にも関わらず、過去に幾度か「実例」が報告されており、最も世に影響を及ぼしたのが、以下に紹介する事例です。

地下鉄サリン事件の2ヵ月後、騒動は起こった


今から21年前の1995年。世紀末の世は、一つの宗教団体に底知れぬ恐怖を感じていました。オウム真理教です。麻原彰晃を教祖として頂に据えるこの教団は、90年代前半から社会問題化。

決定的だったのが、95年3月20日。営団地下鉄(現在の東京メトロ)構内に神経ガス・サリンを大量散布するという、空前にして絶後のテロ行為、世にいう「地下鉄サリン事件」を起こしたことにより、世間ははっきりと認知したのです。彼らはイチ宗教団体という枠組みから著しく逸脱した存在なのだ、と。

そんなサリン事件の喧騒も冷めやらぬ、95年5月7日と14日。オウム真理教特集を2週続けて放送していたTBSの『報道特集』という番組で、麻原彰晃と教団最高幹部である上祐史浩の顔のアップ、加えて血の付着したナイフのアップなど、計16カットが一瞬だけ挿入されていたことが判明します。

郵政省から厳重注意を受けたTBS


この一件は、同年6月9日に放送された日本テレビ系列のニュース番組の告発により明らかになったのですが、当然、オウムに対して過剰な恐怖心を抱いていた世間からは激しいバッシングが飛びました。この批判に対してTBS側は「番組テーマを際立たせる1つの映像表現」と説明したものの、非難は収まらず。
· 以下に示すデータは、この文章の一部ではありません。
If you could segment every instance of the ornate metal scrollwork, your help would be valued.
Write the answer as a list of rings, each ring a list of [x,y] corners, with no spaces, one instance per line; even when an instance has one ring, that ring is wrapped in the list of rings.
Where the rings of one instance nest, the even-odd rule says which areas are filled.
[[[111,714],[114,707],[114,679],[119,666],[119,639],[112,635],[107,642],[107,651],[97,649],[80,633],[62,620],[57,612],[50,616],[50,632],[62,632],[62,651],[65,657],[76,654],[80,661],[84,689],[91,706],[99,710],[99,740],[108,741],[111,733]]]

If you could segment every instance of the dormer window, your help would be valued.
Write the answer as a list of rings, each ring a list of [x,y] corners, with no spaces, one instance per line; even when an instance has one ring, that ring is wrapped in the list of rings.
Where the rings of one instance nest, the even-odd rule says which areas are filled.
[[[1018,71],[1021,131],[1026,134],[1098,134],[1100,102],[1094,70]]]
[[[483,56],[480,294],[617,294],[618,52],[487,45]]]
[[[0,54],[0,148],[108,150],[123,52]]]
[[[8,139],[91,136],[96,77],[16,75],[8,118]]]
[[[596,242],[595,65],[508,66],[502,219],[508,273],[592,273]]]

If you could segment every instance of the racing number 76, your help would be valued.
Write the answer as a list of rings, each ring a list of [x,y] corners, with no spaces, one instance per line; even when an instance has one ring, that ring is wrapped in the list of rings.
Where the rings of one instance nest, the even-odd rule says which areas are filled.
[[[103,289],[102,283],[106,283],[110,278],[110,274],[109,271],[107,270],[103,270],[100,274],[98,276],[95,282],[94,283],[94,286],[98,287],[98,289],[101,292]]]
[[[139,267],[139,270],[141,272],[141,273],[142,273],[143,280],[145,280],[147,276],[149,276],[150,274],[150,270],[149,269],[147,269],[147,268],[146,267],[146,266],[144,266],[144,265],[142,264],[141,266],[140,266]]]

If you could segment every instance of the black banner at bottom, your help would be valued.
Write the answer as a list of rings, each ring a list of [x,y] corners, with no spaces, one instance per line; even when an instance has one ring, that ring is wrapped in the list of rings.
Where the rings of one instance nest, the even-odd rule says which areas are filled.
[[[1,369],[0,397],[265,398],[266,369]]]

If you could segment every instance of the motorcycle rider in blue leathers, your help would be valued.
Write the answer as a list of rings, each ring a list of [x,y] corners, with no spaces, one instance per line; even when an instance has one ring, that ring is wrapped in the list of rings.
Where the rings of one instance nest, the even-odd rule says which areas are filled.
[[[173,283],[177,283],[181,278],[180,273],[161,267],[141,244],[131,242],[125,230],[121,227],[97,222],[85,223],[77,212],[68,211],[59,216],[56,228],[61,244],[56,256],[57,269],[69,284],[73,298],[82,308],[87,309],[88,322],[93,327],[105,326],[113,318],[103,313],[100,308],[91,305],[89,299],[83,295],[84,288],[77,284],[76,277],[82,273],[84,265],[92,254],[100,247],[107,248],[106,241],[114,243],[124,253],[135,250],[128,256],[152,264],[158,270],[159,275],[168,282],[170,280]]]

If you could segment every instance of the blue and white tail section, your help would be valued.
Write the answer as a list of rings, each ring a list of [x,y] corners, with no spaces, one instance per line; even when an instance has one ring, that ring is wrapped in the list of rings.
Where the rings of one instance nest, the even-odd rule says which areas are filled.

その後、同局は、郵政省から厳重注意を受け、「視聴者が感知出来ない映像使用はアンフェアであった」と言葉を改めて謝罪することになったのでした。

アニメ『シティーハンター3』でも麻原彰晃の写真が…


実はこの一件が発覚する前の1989年12月24日、日本テレビ系列で放送されたアニメ『シティーハンター3』でも、麻原彰晃の写真が1カット挿入されていたのですが、それはあくまで当時新興宗教として話題になっていた同教団・教祖への好奇心からくる遊び心でやっていたに過ぎない事案でした。
アニメ業界では、ビデオ録画してスロー再生した視聴者のみが分かる、こうしたファンサービス的な意図なしのサブリミナルを昔からよく行っていたといいます。反面、「番組テーマを際立たせる」「映像表現」という意図的な演出としてサブリミナルが使用されたのは、TBSの『報道特集』が日本の放送史上初。

以降、サブリミナルに対して、世間からは厳しい目が向けられるようになりました。効果のほどは明確には定かではありませんが、少し不気味に感じる一件でした。